If Christie keeps taking jabs at both Trump and DeSantis, he stands to alienate nearly two-thirds of Republican voters while accomplishing little for himself.

Ross Baker, a political science professor at Rutgers University, argues Christie’s quixotic jump into the GOP primary is motivated by personal revenge after Trump shunted him aside and didn’t select him for vice president. The former New Jersey governor dropped out of the primary, endorsed Trump, and vigorously backed him, helping him with debate prep against Hillary Clinton. Christie even served as Trump’s transition team chair until Trump reportedly grew annoyed with his efforts to attend meetings with Trump and replaced him with Mike Pence in mid-November.

“That was an enormously humiliating experience for him – that he was in charge of the landing team for Trump in 2017, then unceremoniously was shoved to the side,” Baker told RCP. “Christie is very, very, very well-known for settling scores. He’s got scores to settle with Trump.”

Baker says Christie is trying to take Trump down a few pegs and “throw some blood” – a way to help mold the future of the GOP once Trump exits the stage or is forced from it.

“But that’s a tall order because, obviously, a substantial portion of the Republican primary is as close to Trump as a stamp is to a love letter,” he added.

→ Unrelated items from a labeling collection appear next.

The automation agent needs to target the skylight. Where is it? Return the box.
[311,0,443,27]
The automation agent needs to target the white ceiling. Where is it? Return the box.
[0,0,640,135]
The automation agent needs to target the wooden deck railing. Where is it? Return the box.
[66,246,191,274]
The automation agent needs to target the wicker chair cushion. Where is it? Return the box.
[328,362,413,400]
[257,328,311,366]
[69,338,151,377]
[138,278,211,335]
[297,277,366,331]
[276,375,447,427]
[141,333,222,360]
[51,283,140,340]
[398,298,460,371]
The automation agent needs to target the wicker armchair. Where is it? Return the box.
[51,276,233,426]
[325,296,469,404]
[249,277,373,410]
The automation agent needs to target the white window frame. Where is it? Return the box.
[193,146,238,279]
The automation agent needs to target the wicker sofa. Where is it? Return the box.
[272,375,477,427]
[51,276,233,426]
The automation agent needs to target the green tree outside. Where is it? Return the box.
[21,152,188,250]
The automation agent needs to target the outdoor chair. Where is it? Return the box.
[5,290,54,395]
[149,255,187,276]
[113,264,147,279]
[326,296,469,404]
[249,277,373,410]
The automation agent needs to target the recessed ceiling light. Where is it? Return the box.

Gregg Keller, a Missouri-based Republican strategist, has argued that having other candidates in the GOP primary willing to take on Trump is essential for the future of the “ideologically and culturally diverse” party.

But Keller doesn’t count Christie as one of them.

Despite Christie’s redistricting work, Keller cast the former governor as adrift for the last few years without a position of enough prominence to build a constituency and a record to run on.

“In many ways, he’s a man without a country,” Keller said in an interview. “He is not strong on the social and cultural issues that animate Republican primary voters.”

For the average Republican voter, the most memorable Christie takeaways are the images of him working alongside President Obama in the aftermath of Hurricane Sandy and the feeling that Trump doesn’t like him or trust him that much, Keller said.

In effect, the animus for his presidential run could also prove his downfall.

“He’s still good at getting headlines from time to time, and CNN and others in the mainstream media will lap that up as much as they can when he attacks DeSantis and Trump, but I don’t think he’s going to factor too much in the race,” Keller concluded.